We will never know, of course, whether Tay Hohoff really wrote that scene (and the others that seem to bear her mark) for Lee. But it is sensible to argue that while To Kill A Mockingbird is obviously a novel by Harper Lee, traces of someone who helped her along the way for two whole years – and who, at one point, talked the author into running down to the street to collect the manuscript that had been flung through the window in frustration (Shields, 2006: 121) – must be there somewhere. The results produced by the different functions of stylo are not in conflict when they show the overall strength of the Watchman signal in the Mockingbird and the possible echoes of Hohoff (or even, at the very onset of the novel, of Capote) in selected segments. Rather, they seem to provide new insights into the traces of various people involved in the making of a novel – and into how some of these traces may be identified and discerned by stylometry. It is equally sensible to find such traces in a work of a very particular kind: a novel that has been reprocessed almost beyond recognition in a long process of authorial and editorial collaboration; where the final version keeps the setting and the characters of the first, but changes its focus, its historical moment in time and, perhaps more importantly, its ideological message.

  1. Bastian M., Heymann S., Jacomy M. (2009). Gephi: an open source software for exploring and manipulating networks. International AAAI Conference on Weblogs and Social Media.
  2. Burrows, J. (2002). “Delta”: A measure of stylistic difference and a guide to likely authorship. Literary and Linguistic Computing, 17: 267–87.
  3. Eder, M. (2015a). Rolling stylometry. Digital Scholarship in the Humanities, 30, first published online: 7 April 2015, doi: 10.1093/llc/gqv010.
  4. Eder, M. (2015b). Visualization in stylometry: cluster analysis using networks. Digital Scholarship in the Humanities, 30, first published online 3 December 2015, doi: 10.1093/llc/fqv061.
  5. Eder, M., Kestemont, M. and Rybicki, J. (2016). Stylometry with R: a package for computational text analysis. R Journal, 8, first published online 30 December 2015, https://journal.r-project.org/archive/.
  6. Gamerman, E. (2015). Data Miners Dig Into “Watchman”. The Wall Street Journal, 17 July 2015: D5, http://www.wsj.com/articles/data-miners-dig-into-go-set-a-watchman-1437096631.

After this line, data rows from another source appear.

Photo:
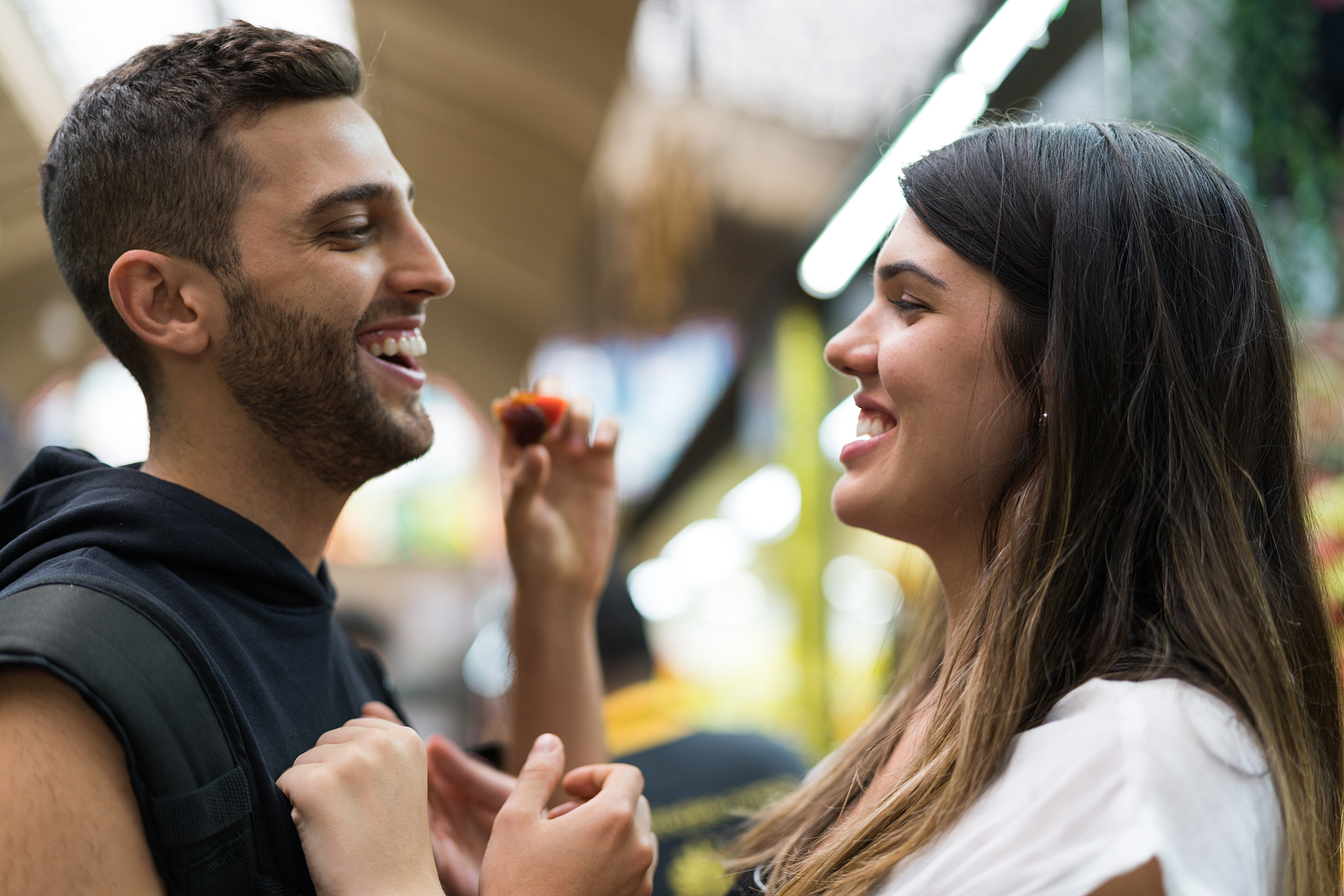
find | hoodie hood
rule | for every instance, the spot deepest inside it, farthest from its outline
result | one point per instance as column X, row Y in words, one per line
column 67, row 501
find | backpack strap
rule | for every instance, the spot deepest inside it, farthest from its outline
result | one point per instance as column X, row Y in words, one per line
column 192, row 777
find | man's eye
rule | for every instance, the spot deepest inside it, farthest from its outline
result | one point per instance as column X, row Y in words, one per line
column 354, row 234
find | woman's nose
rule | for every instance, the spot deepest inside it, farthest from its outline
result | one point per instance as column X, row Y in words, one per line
column 853, row 351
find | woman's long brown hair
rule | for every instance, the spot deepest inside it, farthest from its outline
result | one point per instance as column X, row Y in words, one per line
column 1152, row 527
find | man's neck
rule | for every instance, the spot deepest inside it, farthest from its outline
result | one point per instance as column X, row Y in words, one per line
column 230, row 463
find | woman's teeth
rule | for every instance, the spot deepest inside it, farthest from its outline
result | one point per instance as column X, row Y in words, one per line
column 873, row 423
column 410, row 344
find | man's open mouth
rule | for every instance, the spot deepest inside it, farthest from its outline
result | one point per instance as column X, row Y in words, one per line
column 394, row 345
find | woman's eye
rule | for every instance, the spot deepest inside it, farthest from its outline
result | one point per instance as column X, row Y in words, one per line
column 905, row 305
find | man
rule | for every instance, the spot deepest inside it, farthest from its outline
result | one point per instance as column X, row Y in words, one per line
column 242, row 239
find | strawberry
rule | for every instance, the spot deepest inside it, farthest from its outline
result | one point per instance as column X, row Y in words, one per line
column 528, row 417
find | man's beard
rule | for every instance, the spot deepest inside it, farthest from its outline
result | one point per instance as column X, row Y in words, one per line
column 302, row 380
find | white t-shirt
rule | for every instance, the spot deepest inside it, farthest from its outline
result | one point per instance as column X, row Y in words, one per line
column 1119, row 773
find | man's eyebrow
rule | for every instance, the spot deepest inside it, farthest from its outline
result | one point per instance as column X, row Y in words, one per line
column 894, row 269
column 362, row 194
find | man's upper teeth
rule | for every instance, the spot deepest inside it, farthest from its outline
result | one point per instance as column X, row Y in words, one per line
column 412, row 344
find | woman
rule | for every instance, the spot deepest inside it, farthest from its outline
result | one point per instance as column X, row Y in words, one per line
column 1077, row 389
column 1081, row 371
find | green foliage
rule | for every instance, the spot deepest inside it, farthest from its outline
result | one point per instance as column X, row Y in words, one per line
column 1292, row 150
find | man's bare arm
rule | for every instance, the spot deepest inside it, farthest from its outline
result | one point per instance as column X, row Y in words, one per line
column 71, row 822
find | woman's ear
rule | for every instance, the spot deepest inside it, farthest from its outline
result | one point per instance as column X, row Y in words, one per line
column 165, row 301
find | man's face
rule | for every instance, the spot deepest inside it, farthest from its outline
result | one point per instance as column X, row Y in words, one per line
column 333, row 266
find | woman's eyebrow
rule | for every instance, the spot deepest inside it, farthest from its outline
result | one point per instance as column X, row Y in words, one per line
column 893, row 269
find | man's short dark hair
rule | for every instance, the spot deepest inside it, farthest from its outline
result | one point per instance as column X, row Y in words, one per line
column 143, row 159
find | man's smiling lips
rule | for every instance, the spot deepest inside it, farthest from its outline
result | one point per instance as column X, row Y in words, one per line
column 393, row 347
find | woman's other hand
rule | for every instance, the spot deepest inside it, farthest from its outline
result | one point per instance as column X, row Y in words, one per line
column 601, row 846
column 360, row 809
column 464, row 797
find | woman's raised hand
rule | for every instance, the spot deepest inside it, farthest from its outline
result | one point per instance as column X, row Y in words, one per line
column 360, row 802
column 601, row 846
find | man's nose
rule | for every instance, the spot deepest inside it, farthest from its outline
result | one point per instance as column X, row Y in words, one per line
column 420, row 270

  7. Jacomy, M., Venturini, T., Heymann, S. and Bastian, M. (2014). ForceAtlas2, a continuous graph layout algorithm for handy network visualization designed for the Gephi software. PLoS ONE, 9(6): e98679, doi:10.1371/journal.pone.0098679.
  8. Makarenko, V. (2015). Literackie śledztwa Polaków. Gazeta Wyborcza, 31 July 2015: 18.
  9. R Core Team (2014). R: A language and environment for statistical computing. R Foundation for Statistical Computing, Wien, http://www.R-project.org/.
  10. Shields, C. J. (2006). Mockingbird: A Portrait of Harper Lee. New York: Henry Holt and Co.